Pas du tout. Il est déjà très difficile de se mouvoir en France avec notre système à cinq étages, de la commune à Paris et Bruxelles. Nous essayons, en, revanche, de créer un réseau de ville de la région qui soit informel, non institutionnalisé. Deux fois par an, les maires des huit grandes villes de Rhône-Alpes se réunissent, discutent entre eux de leurs projets, et joignent leurs efforts en vue d'atteindre certains objectifs. Le réseau n'a pas d'administration spécifique. Le conseil régional a décidé d'accorder des financements pour un certain nombre de projets communs présentés par le réseau.
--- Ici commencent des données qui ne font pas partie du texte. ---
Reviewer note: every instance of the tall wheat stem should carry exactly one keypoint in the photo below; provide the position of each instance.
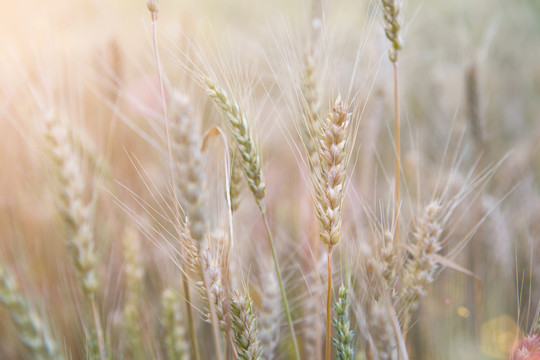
(99, 329)
(398, 153)
(191, 322)
(329, 306)
(280, 280)
(153, 9)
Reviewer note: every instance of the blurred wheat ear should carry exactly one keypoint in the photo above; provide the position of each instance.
(33, 331)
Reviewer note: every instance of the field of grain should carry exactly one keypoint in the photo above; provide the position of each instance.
(232, 179)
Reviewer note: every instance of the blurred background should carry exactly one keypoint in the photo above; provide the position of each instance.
(470, 95)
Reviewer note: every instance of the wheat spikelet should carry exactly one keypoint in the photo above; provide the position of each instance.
(176, 345)
(246, 334)
(243, 141)
(420, 268)
(134, 273)
(33, 332)
(235, 183)
(270, 314)
(392, 23)
(212, 267)
(312, 121)
(330, 186)
(76, 215)
(188, 175)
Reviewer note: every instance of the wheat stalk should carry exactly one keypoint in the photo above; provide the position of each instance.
(419, 270)
(245, 328)
(251, 163)
(188, 175)
(134, 273)
(33, 331)
(176, 345)
(76, 215)
(344, 334)
(330, 189)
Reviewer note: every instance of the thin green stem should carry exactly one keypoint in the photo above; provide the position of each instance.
(280, 281)
(398, 153)
(191, 322)
(99, 329)
(329, 306)
(191, 319)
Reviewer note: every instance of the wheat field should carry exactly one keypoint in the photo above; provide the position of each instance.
(232, 179)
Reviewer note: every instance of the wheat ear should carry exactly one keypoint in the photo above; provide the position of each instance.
(245, 328)
(76, 215)
(134, 273)
(329, 190)
(420, 268)
(243, 140)
(33, 331)
(251, 163)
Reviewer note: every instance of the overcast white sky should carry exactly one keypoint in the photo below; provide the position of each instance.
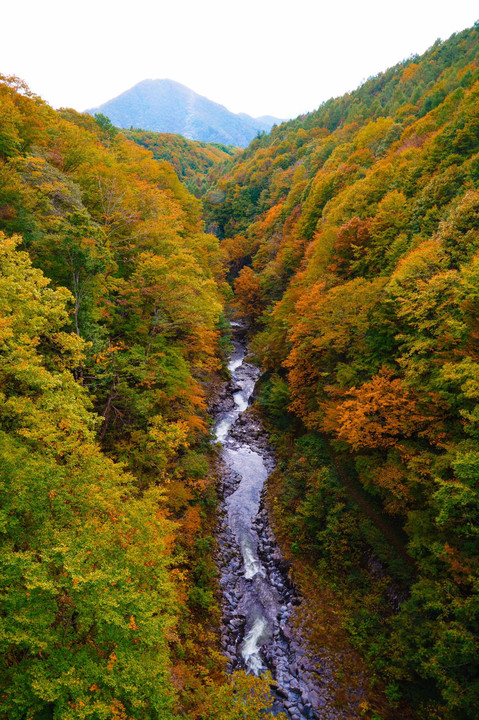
(273, 57)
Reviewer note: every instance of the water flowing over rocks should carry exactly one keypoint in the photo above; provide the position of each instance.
(259, 598)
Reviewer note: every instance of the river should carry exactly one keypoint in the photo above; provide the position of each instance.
(258, 597)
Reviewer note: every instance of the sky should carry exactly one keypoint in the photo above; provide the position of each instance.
(262, 57)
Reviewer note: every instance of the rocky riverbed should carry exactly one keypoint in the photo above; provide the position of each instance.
(259, 599)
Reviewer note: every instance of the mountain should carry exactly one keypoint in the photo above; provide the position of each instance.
(168, 106)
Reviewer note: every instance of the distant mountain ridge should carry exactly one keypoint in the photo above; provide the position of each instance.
(168, 106)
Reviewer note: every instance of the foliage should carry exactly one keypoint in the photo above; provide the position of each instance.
(353, 236)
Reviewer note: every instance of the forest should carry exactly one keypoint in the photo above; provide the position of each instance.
(349, 240)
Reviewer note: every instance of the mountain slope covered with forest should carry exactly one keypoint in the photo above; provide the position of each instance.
(167, 106)
(111, 301)
(352, 237)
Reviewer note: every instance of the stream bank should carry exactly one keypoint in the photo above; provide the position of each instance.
(259, 600)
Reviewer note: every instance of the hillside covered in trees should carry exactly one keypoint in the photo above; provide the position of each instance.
(111, 300)
(351, 238)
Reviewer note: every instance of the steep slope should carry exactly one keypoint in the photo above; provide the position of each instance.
(353, 234)
(192, 160)
(168, 106)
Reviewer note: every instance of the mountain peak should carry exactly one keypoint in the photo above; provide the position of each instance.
(164, 105)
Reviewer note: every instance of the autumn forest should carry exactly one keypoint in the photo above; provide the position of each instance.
(346, 242)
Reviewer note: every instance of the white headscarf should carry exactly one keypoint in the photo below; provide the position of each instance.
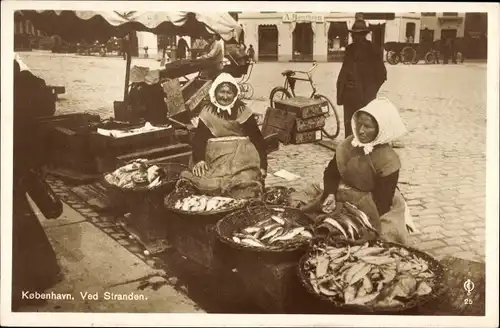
(390, 125)
(223, 78)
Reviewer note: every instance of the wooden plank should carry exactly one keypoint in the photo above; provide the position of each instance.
(173, 97)
(148, 153)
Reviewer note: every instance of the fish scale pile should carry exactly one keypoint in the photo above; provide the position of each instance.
(349, 223)
(273, 232)
(136, 174)
(374, 276)
(203, 203)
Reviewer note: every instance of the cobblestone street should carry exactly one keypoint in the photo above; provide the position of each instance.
(444, 159)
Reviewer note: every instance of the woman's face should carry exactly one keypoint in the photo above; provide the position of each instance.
(225, 95)
(367, 127)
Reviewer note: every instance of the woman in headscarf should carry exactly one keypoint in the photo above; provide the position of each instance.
(365, 171)
(229, 151)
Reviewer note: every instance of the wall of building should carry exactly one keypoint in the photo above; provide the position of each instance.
(434, 23)
(395, 30)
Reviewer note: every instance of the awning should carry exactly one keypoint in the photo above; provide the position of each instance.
(92, 25)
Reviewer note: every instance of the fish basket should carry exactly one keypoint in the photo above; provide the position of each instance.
(251, 215)
(172, 173)
(335, 304)
(181, 193)
(277, 195)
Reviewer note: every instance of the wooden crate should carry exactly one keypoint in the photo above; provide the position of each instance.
(309, 124)
(306, 137)
(279, 122)
(302, 107)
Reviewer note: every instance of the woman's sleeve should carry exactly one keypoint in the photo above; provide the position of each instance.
(201, 136)
(384, 192)
(253, 132)
(331, 178)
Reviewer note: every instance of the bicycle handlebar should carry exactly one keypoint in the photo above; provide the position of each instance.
(315, 64)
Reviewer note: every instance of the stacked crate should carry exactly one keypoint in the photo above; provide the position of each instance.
(296, 120)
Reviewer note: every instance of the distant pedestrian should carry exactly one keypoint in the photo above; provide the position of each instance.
(182, 48)
(362, 74)
(251, 53)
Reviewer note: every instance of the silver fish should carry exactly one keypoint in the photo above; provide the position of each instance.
(336, 225)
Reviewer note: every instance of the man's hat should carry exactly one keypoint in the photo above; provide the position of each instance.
(359, 26)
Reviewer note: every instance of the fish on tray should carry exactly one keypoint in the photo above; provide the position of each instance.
(374, 276)
(272, 231)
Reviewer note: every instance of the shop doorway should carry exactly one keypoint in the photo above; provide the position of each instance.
(338, 38)
(302, 45)
(268, 43)
(378, 35)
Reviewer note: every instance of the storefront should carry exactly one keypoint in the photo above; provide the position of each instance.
(281, 36)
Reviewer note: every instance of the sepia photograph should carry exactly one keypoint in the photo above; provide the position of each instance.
(336, 166)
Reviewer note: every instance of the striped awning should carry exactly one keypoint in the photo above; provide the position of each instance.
(101, 24)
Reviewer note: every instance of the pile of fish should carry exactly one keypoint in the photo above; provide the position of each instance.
(275, 231)
(372, 276)
(202, 203)
(349, 223)
(136, 174)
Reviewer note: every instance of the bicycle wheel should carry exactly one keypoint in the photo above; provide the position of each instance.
(332, 126)
(429, 58)
(278, 93)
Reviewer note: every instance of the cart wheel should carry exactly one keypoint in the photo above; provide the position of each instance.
(246, 90)
(391, 57)
(429, 58)
(278, 93)
(408, 55)
(332, 123)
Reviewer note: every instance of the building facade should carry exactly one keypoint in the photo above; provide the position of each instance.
(439, 26)
(301, 36)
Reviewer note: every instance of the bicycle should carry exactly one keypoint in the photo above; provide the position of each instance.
(330, 130)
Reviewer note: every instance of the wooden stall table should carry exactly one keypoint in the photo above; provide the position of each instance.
(277, 289)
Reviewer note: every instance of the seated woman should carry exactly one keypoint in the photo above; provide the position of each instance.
(229, 152)
(365, 171)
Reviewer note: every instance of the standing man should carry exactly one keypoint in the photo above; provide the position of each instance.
(216, 56)
(182, 47)
(362, 74)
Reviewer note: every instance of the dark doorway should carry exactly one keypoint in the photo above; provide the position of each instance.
(338, 38)
(303, 42)
(378, 35)
(268, 43)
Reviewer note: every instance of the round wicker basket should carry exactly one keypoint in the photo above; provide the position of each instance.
(335, 304)
(251, 215)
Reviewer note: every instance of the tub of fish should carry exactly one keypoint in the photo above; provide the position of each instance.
(270, 231)
(346, 223)
(376, 277)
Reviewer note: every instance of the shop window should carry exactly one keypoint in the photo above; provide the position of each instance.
(303, 37)
(268, 43)
(410, 32)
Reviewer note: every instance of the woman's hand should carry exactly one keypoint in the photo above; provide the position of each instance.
(200, 168)
(329, 204)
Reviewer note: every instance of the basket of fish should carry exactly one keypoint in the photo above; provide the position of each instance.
(186, 203)
(347, 223)
(266, 228)
(139, 176)
(376, 277)
(278, 195)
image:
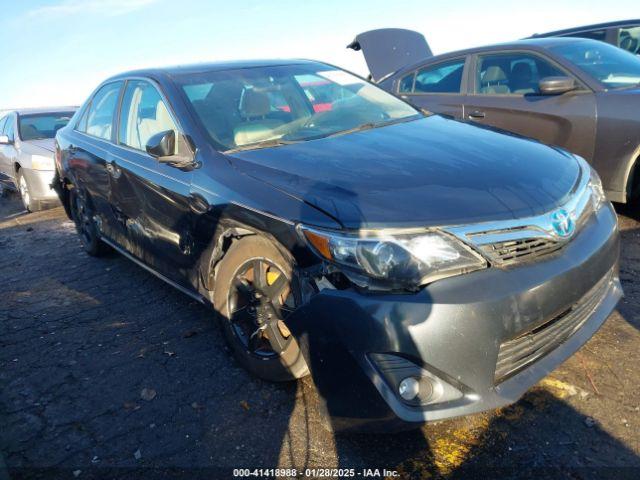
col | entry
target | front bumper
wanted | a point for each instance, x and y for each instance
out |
(453, 329)
(40, 182)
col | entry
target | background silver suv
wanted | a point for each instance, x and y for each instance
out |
(26, 153)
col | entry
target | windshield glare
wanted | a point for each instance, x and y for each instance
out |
(42, 125)
(611, 66)
(241, 109)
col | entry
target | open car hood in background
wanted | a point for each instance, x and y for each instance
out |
(387, 50)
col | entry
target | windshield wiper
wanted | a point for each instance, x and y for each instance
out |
(370, 125)
(276, 142)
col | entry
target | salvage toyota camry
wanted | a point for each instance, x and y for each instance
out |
(418, 267)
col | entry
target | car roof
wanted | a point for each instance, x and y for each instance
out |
(540, 43)
(531, 43)
(37, 110)
(210, 67)
(595, 26)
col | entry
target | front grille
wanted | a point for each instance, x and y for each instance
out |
(517, 251)
(516, 354)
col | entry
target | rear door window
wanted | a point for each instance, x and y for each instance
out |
(440, 78)
(101, 112)
(9, 129)
(629, 39)
(514, 73)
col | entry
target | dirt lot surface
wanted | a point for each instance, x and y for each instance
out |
(106, 372)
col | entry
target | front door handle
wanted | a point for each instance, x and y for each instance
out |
(476, 114)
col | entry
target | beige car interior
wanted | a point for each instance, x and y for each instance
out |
(494, 81)
(255, 127)
(141, 128)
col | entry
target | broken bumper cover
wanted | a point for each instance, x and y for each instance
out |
(40, 182)
(458, 330)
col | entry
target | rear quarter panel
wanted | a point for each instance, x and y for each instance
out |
(617, 139)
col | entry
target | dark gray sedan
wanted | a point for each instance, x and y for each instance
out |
(580, 94)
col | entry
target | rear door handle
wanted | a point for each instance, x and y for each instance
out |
(476, 114)
(112, 169)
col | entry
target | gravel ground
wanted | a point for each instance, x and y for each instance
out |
(106, 372)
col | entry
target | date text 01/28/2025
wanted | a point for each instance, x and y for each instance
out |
(315, 472)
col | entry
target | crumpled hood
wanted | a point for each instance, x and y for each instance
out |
(36, 146)
(432, 171)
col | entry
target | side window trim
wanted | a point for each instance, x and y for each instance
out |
(463, 81)
(87, 109)
(473, 77)
(168, 105)
(11, 126)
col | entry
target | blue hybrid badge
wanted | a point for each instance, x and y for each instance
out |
(562, 223)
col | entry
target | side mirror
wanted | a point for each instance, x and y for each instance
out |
(556, 85)
(162, 144)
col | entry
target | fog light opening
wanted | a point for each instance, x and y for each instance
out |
(409, 388)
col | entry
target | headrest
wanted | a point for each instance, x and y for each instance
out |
(494, 74)
(522, 71)
(255, 104)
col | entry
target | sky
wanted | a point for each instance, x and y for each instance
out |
(56, 52)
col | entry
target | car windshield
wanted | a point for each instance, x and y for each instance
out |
(42, 125)
(611, 66)
(252, 108)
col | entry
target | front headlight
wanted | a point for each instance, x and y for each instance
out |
(40, 162)
(406, 260)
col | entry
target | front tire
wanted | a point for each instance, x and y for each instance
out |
(82, 216)
(254, 292)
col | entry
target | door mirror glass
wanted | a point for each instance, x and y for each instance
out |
(556, 85)
(162, 144)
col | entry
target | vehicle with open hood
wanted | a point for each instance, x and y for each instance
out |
(418, 267)
(579, 94)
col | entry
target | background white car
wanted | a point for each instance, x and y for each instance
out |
(26, 153)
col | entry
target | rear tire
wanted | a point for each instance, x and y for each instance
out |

On verra la suite. Nous continuerions entre villes, si la région venait à se détacher du réseau.
Nous sommes arrivés en cette fin de XXe siècle à une période où nous devons sortir des schémas établis, dans le sens d'une plus grande coopération, reposant sur les liens de proximité.
Pensez-vous également à de nouveaux modes de financement ?
Je pense à des modes de financement moins établis, plus intelligents et moins lourds. Pourquoi la ville de Lyon et la communauté urbaine, la ville de Saint-Etienne ne garantiraient-elles pas un emprunt pour réaliser l'autoroute Lyon-Saint-Etienne ? On met un milliard au lieu des dix que coûte le projet. Et on finance le reste par emprunt garanti.
Quel bilan tirez-vous à mi-mandat ?
Je n'ai jamais eu de difficultés dans ma gestion. Cela vient peut-être du fait que, n'étant pas demandeur, j'avais dit que si l'on me cherchait noise, je m'en irais sur le champ. On est sorti des affaires lyonno-lyonnaises. Nombre de projets sont lancés. Le parc de Gerland, l'ENS Lettres, le musée Gadagne, le centre de création culturelle des Subsistances. La Cité internationale a été relancée à mon arrivée avec le Grand hôtel et le casino. Aujourd'hui, Renzo Piano nous propose une extension avec un grand auditorium qui ferait de l'ensemble une vraie Cité de la communication. L'aménagement de la Halle Tony Garnier donnera à Lyon un espace comparable à Paris-Bercy. Les décisions seront prises en juin. Je réfléchis, car de tels projets doivent être étudiés avec le plus grand soin.
PHOTO
«Il manque à Lyon un quartier d'avenir. J'ai discrètement avancé l'idée que l'on pourrait réaménager Perrache et le Confluent. Ce sera long. Mais j'entends prendre un certain nombre de décisions irréversibles.»